C’est une heure sublime, mes amis, une heure émouvante, d’une dignité insurpassable. Pilate rentré au palais prend une bassine d’eau, lave ses mains et déclare « je suis innocent du sang de ce juste » (Mt 27.24), pour le livrer aussitôt à la vindicte de ses haineux adversaires et l’envoyer à la croix. L’évangéliste a même noté l’heure exacte et l’endroit précis où ces événements tragiques se sont déroulés, probablement en l’an 29, ou 30 de notre ère, peu importe. Mais l’heure durant laquelle le verdict est prononcé a été marquée. Heure solennelle entre toutes, il n’y en aura point de semblable. C’est l’heure où le prisonnier de Pilate, le rejeté du Dieu saint, est en train d’achever notre rédemption.
Qui, en définitive, est le responsable du procès et de la condamnation de Jésus? Théologiens et traditions ecclésiastiques se sont évertués, parfois même acharnés, à en rejeter la culpabilité sur les uns ou sur les autres. Pilate lave ses mains qu’aucune eau ne pourrait purifier. Pilate, aurait dit Charles Péguy, a des mains propres, mais il n’a pas de mains… Papini de son côté écrit :
« Ses mains sont restées sanglantes jusqu’à ce jour, elles sont rougies pour l’éternité…, en vain il s’est lavé de cette eau en face de la multitude. C’est une eau trouble et maudite, une eau qui ne lave pas. »
Que dire des Juifs qui, depuis deux mille ans, ont subi en tant que peuple la vindicte haineuse de chrétiens, parce que considérés coupables de déicide?
Quelle que soit la responsabilité, d’ailleurs bien réelle, des uns et des autres, ces choses se sont passées pour que les Écritures s’accomplissent, disent l’Écriture et Jésus en personne. Jésus est le condamné de Dieu, par Dieu, l’Agneau sans tache, élu dès la fondation du monde, pour ôter les péchés de l’humanité.

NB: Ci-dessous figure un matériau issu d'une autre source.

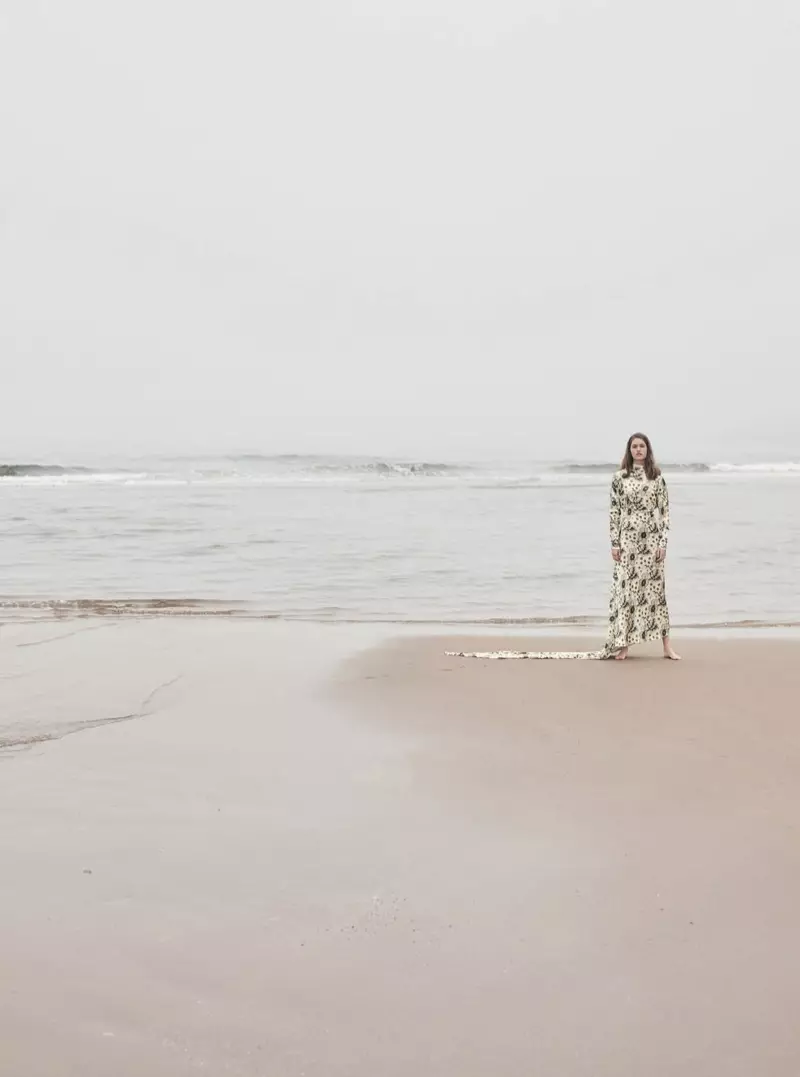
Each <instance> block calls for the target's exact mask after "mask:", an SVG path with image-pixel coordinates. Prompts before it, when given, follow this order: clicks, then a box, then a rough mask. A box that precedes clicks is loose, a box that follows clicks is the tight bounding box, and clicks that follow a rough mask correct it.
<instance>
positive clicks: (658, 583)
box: [606, 466, 670, 652]
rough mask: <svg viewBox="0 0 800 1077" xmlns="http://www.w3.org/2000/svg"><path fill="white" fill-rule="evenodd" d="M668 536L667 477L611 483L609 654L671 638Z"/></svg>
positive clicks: (608, 648) (645, 474)
mask: <svg viewBox="0 0 800 1077" xmlns="http://www.w3.org/2000/svg"><path fill="white" fill-rule="evenodd" d="M669 533H670V495H669V493H668V490H666V482H665V481H664V477H663V475H659V476H658V477H657V478H655V479H648V478H647V475H646V473H645V470H644V467H641V466H634V467H633V470H632V471H631V472H630V473H626V472H617V474H616V475H615V476H614V479H613V480H612V507H610V540H612V549H618V550H619V551H620V559H619V561H617V562H615V564H614V584H613V587H612V598H610V602H609V610H608V639H607V641H606V649H607V651H609V652H610V651H619V649H620V648H621V647H629V646H631V645H632V644H634V643H646V642H648V641H650V640H662V639H663V638H664V637H666V635H669V634H670V613H669V610H668V606H666V591H665V587H664V562H663V560H658V551H659V550H666V543H668V539H669Z"/></svg>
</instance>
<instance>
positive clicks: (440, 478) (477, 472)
mask: <svg viewBox="0 0 800 1077" xmlns="http://www.w3.org/2000/svg"><path fill="white" fill-rule="evenodd" d="M618 466H619V464H616V463H612V462H606V463H598V462H592V461H585V462H581V461H567V462H559V463H546V462H538V463H534V462H531V463H525V462H522V461H516V462H507V463H469V462H464V463H445V462H440V461H439V462H437V461H429V460H412V459H411V460H409V459H395V458H375V457H352V456H313V454H293V453H286V454H279V456H263V454H258V453H250V454H244V456H237V457H203V458H177V457H176V458H160V459H150V460H141V461H140V460H137V461H134V462H129V461H124V462H123V463H122V464H121V465H118V464H117V463H116V462H114V463H113V464H111V465H108V466H84V465H64V464H57V463H4V464H0V481H9V482H19V484H33V485H42V486H48V485H57V486H61V485H65V484H87V485H93V484H94V485H97V484H100V485H102V484H118V485H127V486H149V485H153V486H185V485H233V486H236V485H255V486H258V485H262V486H291V485H294V484H298V485H299V484H308V485H314V484H318V485H325V486H327V485H334V486H335V485H340V486H347V485H349V484H361V485H371V486H373V487H374V488H376V489H377V488H379V487H384V488H385V489H390V488H399V487H404V488H407V487H408V484H412V482H415V484H416V482H419V484H427V482H439V484H444V485H446V486H451V485H452V486H458V485H461V484H466V485H471V486H479V487H480V488H482V489H491V488H497V489H503V488H505V489H525V488H528V487H535V486H537V485H539V484H543V482H544V484H545V485H550V486H551V485H559V484H562V482H573V481H577V482H580V480H581V478H583V480H584V481H585V482H593V481H598V482H599V481H602V480H605V478H606V476H608V475H610V474H612V473H613V472H614V471H616V470H617V468H618ZM663 470H664V473H665V474H666V475H668V477H669V476H672V475H675V476H680V475H686V476H694V475H697V476H702V475H741V476H750V477H754V478H755V477H758V476H759V475H795V474H798V475H800V460H786V461H776V462H772V463H769V462H768V463H703V462H693V463H666V464H664V465H663Z"/></svg>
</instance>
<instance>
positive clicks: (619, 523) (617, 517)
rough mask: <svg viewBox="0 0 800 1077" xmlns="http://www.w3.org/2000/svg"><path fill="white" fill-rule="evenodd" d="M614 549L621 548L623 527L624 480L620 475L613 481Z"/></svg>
mask: <svg viewBox="0 0 800 1077" xmlns="http://www.w3.org/2000/svg"><path fill="white" fill-rule="evenodd" d="M608 524H609V531H610V539H612V549H619V547H620V537H619V536H620V529H621V526H622V480H621V478H620V477H619V475H615V476H614V478H613V479H612V509H610V516H609V521H608Z"/></svg>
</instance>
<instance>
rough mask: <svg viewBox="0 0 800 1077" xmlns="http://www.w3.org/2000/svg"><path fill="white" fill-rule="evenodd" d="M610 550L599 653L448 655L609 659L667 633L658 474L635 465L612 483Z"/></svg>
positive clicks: (610, 526) (661, 635) (663, 502)
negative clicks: (614, 654)
mask: <svg viewBox="0 0 800 1077" xmlns="http://www.w3.org/2000/svg"><path fill="white" fill-rule="evenodd" d="M609 522H610V540H612V549H618V550H619V551H620V558H619V561H615V563H614V583H613V585H612V598H610V602H609V612H608V637H607V639H606V644H605V646H604V647H603V648H602V651H469V652H467V651H448V652H447V654H448V655H454V656H458V657H460V658H589V659H591V658H594V659H602V658H610V657H612V656H613V655H614V654H616V652H618V651H621V649H622V647H629V646H632V645H633V644H634V643H646V642H648V641H651V640H662V639H663V638H664V637H666V635H669V634H670V613H669V610H668V607H666V592H665V588H664V562H663V560H660V561H659V560H658V558H657V555H658V550H659V549H663V550H665V549H666V543H668V539H669V532H670V496H669V493H668V490H666V482H665V481H664V477H663V475H659V476H658V477H657V478H655V479H648V478H647V474H646V472H645V470H644V467H642V466H641V465H637V464H635V465H634V466H633V470H632V471H631V472H621V471H620V472H617V473H616V475H615V476H614V478H613V479H612V504H610V520H609Z"/></svg>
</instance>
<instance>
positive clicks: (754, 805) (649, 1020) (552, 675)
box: [0, 617, 800, 1077]
mask: <svg viewBox="0 0 800 1077" xmlns="http://www.w3.org/2000/svg"><path fill="white" fill-rule="evenodd" d="M385 637H387V632H385V631H383V630H381V629H376V628H366V627H361V628H350V627H347V628H346V627H341V628H334V627H322V626H303V625H294V626H290V625H276V624H262V623H249V621H248V623H241V621H226V620H221V619H213V620H209V621H195V620H181V619H177V618H176V619H173V618H169V617H165V618H164V619H157V620H148V621H126V623H124V624H121V623H116V621H113V620H102V621H93V620H81V621H78V620H76V621H59V623H57V624H37V625H28V624H22V623H20V624H16V625H6V626H3V627H2V630H0V662H1V665H0V742H2V743H3V744H4V745H5V746H4V747H3V749H2V750H0V812H1V813H2V820H3V824H2V827H1V828H0V858H1V863H2V866H3V867H2V870H3V885H2V887H1V889H0V961H1V964H2V979H1V980H0V1074H2V1075H3V1077H4V1075H6V1074H8V1075H9V1077H12V1075H13V1077H73V1075H74V1077H79V1075H80V1077H108V1075H109V1074H113V1075H114V1077H141V1075H142V1074H148V1075H149V1077H183V1075H195V1074H197V1073H209V1074H214V1075H217V1074H220V1075H221V1074H231V1075H239V1077H262V1075H264V1077H300V1075H313V1074H318V1075H321V1077H322V1075H324V1077H362V1075H363V1077H367V1075H369V1077H375V1075H380V1077H407V1075H409V1074H420V1075H425V1077H439V1075H441V1077H487V1075H492V1077H529V1075H534V1074H535V1075H536V1077H590V1075H591V1077H606V1075H607V1077H642V1075H645V1074H646V1075H647V1077H666V1075H670V1077H673V1075H675V1077H677V1075H680V1077H685V1075H691V1077H733V1075H735V1077H739V1075H741V1077H745V1075H746V1077H752V1075H753V1074H759V1075H763V1077H795V1075H796V1074H797V1073H798V1072H800V1031H799V1030H798V1022H797V1021H796V1009H797V1007H796V1001H797V997H798V996H799V994H800V943H799V942H798V933H797V928H796V921H797V908H798V905H799V903H800V793H798V773H799V772H800V732H798V717H797V712H798V703H797V700H798V694H799V691H800V661H799V659H800V644H798V643H797V642H789V641H776V640H764V639H760V640H756V641H754V642H752V643H750V642H743V641H733V640H727V641H724V642H714V641H711V640H700V641H697V640H694V641H690V642H688V643H684V645H683V648H682V649H683V652H684V655H685V658H686V660H685V661H684V662H682V663H679V665H675V663H669V662H664V661H662V660H661V659H659V658H658V657H657V651H648V652H645V653H644V655H643V657H638V656H636V657H634V658H632V659H631V660H629V662H627V663H613V662H525V661H517V662H496V661H495V662H492V661H478V660H468V659H455V658H446V657H445V655H444V652H445V651H446V649H490V648H491V649H494V648H497V647H502V646H510V647H515V648H523V647H525V646H528V645H529V644H530V645H531V646H534V645H535V647H537V648H545V647H547V646H549V645H550V646H552V647H553V648H558V649H564V648H571V647H573V646H575V647H585V646H591V645H592V642H591V641H577V640H576V641H566V640H563V639H560V640H558V641H550V642H549V644H548V641H545V640H542V639H528V640H523V639H521V638H519V637H515V638H514V639H513V640H506V641H504V640H503V639H502V638H501V637H499V635H492V637H491V638H486V637H485V638H482V639H478V638H467V637H464V635H459V637H458V638H448V639H436V638H433V637H429V638H422V639H419V638H410V637H408V638H403V639H399V640H397V641H394V642H387V639H385Z"/></svg>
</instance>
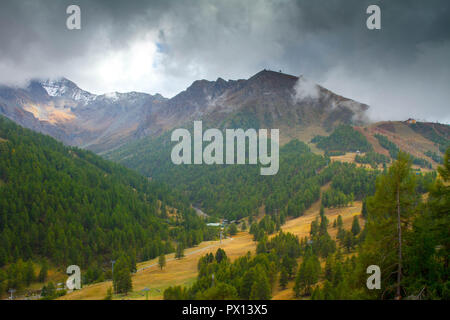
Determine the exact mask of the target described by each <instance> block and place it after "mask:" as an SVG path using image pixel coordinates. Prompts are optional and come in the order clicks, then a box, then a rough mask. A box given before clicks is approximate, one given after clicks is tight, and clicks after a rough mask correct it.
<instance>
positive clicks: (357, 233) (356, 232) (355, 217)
mask: <svg viewBox="0 0 450 320" xmlns="http://www.w3.org/2000/svg"><path fill="white" fill-rule="evenodd" d="M360 232H361V227H360V226H359V220H358V217H357V216H354V217H353V223H352V233H353V235H354V236H356V235H358V234H359V233H360Z"/></svg>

C’est ici précisément que nous parvient la bonne nouvelle; Dieu le Père sacrifie le Fils afin de réunir autour de lui la multitude de ses élus, Juifs et païens, et désormais former un seul peuple après avoir détruit le mur de séparation. « Ecce homo », voici l’homme, tel que Dieu le livre afin que vous et moi nous ne soyons plus livrés à la mort, à l’adversaire, à l’enfer. Nos récriminations contre les Juifs, notre indignation contre Pilate, notre emportement contre Pierre qui le renie et même contre Judas qui le trahit n’ont pas de place sur la scène du drame où se joue notre salut par décret divin. Le Christ devra grimper seul la colline rocailleuse du Calvaire. Personne ne peut l’accompagner parce que, en définitive, « il était transpercé à cause de nos crimes, écrasé à cause de nos fautes; le châtiment qui nous donne la paix est tombé sur lui » (És 53.5).
Puissions-nous alors le prier :
« Seigneur et Sauveur, souffrant et crucifié pour nous, condamné par les hommes, fais-nous la grâce de lever les yeux vers la croix dans la repentance et dans la foi. Garde-nous de la rendre vaine pour nous par légèreté ou inconscience; garde-nous d’oublier qu’il n’est pas de souffrance pareille à celle que tu subis, en portant toutes les nôtres. Amen. »
Note
1. Giovanni Papini, Histoire du Christ, p. 368.